Make A Wish: 'For those four days, I wasn't sick'

Make A Wish: 'For those four days, I wasn't sick'

EUGENE, Ore. -- Kari Karrs likes to wear a designer dress from New York City.

Like many 19 year olds, she's passionate about clothes, college and friends.

But Kari isn't like most 19 year old: She has liver disease.

Her liver failed at age 8. She received a transplant at 14, which her body has fought ever since. She spent much of her childhood at a hospital in California.
Going to college at Oregon State University was not guaranteed.

"My first term there I ended up getting a lung infection," Kari said, "and I was trying to do eight IVs a day and go to class and all that."

She takes 80 pills a day and yet posseses an ease about herself that most 19 year old would envy.

When the Make A Wish foundation called after her liver transplant, at first she didn't think she deserved it.

"I wanted to give my wish to the donor family because they had just lost their child and they had given me the only thing I had ever asked for," she said.

When they couldn't find the donor family, Kari asked for a trip to New York City. She was supposed to take a similar trip with her eighth-grade class but missed because she was sick -- just another disappointment for the Karr family.

"So it was just so sweet that we got to go to the very place that she hadn't gotten to go and that we all got to be together," said her mother, Kelly Karr.

The first surprise came before they even set foot in Manhattan: Kari would get to ring the opening bell at the New York Stock Exchange.

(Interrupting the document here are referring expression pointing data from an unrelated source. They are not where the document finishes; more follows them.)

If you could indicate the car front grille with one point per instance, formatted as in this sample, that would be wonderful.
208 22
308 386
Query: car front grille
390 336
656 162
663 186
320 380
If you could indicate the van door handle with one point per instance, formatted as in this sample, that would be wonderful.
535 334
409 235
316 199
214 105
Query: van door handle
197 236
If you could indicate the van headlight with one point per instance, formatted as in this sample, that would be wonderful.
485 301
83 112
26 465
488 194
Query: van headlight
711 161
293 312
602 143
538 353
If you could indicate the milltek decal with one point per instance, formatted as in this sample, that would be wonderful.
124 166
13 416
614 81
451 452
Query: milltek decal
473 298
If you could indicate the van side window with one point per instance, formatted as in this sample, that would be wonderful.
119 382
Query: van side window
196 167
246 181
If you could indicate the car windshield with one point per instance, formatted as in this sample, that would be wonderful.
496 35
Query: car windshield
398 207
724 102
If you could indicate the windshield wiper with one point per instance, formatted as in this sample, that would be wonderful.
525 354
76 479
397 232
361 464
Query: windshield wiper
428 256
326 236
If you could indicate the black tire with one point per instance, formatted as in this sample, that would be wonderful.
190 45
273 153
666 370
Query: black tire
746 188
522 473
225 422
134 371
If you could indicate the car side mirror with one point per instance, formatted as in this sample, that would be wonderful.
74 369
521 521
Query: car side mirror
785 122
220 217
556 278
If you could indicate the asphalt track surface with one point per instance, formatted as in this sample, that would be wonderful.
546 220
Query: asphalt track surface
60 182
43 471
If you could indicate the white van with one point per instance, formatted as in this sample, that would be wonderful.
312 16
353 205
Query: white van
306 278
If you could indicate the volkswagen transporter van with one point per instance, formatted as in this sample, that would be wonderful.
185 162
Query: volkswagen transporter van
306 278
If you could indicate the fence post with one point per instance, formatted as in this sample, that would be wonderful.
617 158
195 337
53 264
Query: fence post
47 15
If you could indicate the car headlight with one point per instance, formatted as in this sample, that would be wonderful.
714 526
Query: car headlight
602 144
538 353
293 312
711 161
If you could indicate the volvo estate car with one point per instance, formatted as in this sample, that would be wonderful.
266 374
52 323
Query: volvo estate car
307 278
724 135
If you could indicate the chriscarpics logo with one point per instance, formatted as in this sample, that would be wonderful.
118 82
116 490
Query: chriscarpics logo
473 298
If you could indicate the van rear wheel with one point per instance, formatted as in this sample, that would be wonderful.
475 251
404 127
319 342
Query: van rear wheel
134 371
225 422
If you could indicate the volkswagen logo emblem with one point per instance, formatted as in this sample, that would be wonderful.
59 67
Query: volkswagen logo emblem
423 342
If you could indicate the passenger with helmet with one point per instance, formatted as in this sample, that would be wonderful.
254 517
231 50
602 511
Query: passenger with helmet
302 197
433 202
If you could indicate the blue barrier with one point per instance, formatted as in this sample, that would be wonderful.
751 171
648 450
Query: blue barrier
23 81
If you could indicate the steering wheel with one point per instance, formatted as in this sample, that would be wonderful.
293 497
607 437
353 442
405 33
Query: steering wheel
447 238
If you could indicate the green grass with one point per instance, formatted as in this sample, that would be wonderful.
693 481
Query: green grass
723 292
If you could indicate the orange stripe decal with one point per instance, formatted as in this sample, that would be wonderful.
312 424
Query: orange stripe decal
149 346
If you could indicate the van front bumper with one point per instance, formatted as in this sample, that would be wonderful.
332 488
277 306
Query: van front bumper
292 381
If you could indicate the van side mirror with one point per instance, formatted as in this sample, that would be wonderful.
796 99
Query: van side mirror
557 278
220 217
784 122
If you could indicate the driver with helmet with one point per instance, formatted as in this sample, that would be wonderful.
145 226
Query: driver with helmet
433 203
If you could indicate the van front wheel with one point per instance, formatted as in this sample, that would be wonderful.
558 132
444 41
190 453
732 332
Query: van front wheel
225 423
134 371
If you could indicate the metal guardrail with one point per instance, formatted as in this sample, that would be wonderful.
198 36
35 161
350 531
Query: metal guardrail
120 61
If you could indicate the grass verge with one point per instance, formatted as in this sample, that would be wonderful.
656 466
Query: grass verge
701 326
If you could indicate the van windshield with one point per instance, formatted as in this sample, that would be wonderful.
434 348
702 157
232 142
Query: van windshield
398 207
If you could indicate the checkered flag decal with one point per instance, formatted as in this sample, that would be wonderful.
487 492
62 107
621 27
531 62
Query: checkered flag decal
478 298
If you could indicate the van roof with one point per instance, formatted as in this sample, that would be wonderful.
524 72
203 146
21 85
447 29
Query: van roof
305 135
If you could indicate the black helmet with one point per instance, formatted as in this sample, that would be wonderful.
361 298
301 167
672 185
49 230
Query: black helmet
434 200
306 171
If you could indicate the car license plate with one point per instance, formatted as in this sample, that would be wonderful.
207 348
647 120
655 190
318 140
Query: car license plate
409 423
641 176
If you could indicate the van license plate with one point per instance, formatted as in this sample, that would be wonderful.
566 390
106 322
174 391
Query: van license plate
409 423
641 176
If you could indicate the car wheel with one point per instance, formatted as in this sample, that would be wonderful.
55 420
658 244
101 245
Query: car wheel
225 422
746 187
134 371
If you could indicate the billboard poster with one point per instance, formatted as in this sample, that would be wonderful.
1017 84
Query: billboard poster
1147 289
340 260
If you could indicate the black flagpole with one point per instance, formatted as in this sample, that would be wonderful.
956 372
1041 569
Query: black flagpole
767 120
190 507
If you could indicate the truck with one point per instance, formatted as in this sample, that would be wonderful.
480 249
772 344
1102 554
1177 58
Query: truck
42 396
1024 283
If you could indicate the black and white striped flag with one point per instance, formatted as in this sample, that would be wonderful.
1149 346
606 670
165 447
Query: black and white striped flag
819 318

They even visited the stock exchange floor, a treat for Kari and her father, a financial advisor.

The Karrs shopped 5th Avenue, visited Times Square, toured Radio City Music Hall, and realized one of her childhood dreams: she spent the day with a famous fashion designer: Catherine Malandrino.

Kari and her mom tried on the entire spring and summer collection -- and she was blown away when the designer gave her a custom dress.

She said the glamour and star treatment are amazing but something more stood out.

"One of my favorite things that really special was nobody asked me what what wrong with me," Kari said.

That is all Kari's parents ever wanted for Kari: for her to feel and be well.

"I would trade places in a minute," said Richard Karr, he father, "and you can't."

He said Kari's illness has brought them all closer together.

"One night we were told she probably wouldn't make it through the night," he said, "but I stayed in the room with her all night, and we talked about her whole life for hours, but she's still here and that's one of the greatest memories we've ever had."

The Karrs have learned to adapt, together.

"We live for today," Richard Karr said, "and don't concern ourselves much about tomorrow."

Hence why the New York trip they took together was so special: Make A Wish gave Kari what no one else could.

"The whole trip was basically just to make me feel like a normal kid," she said. "For those four days, I wasn't sick."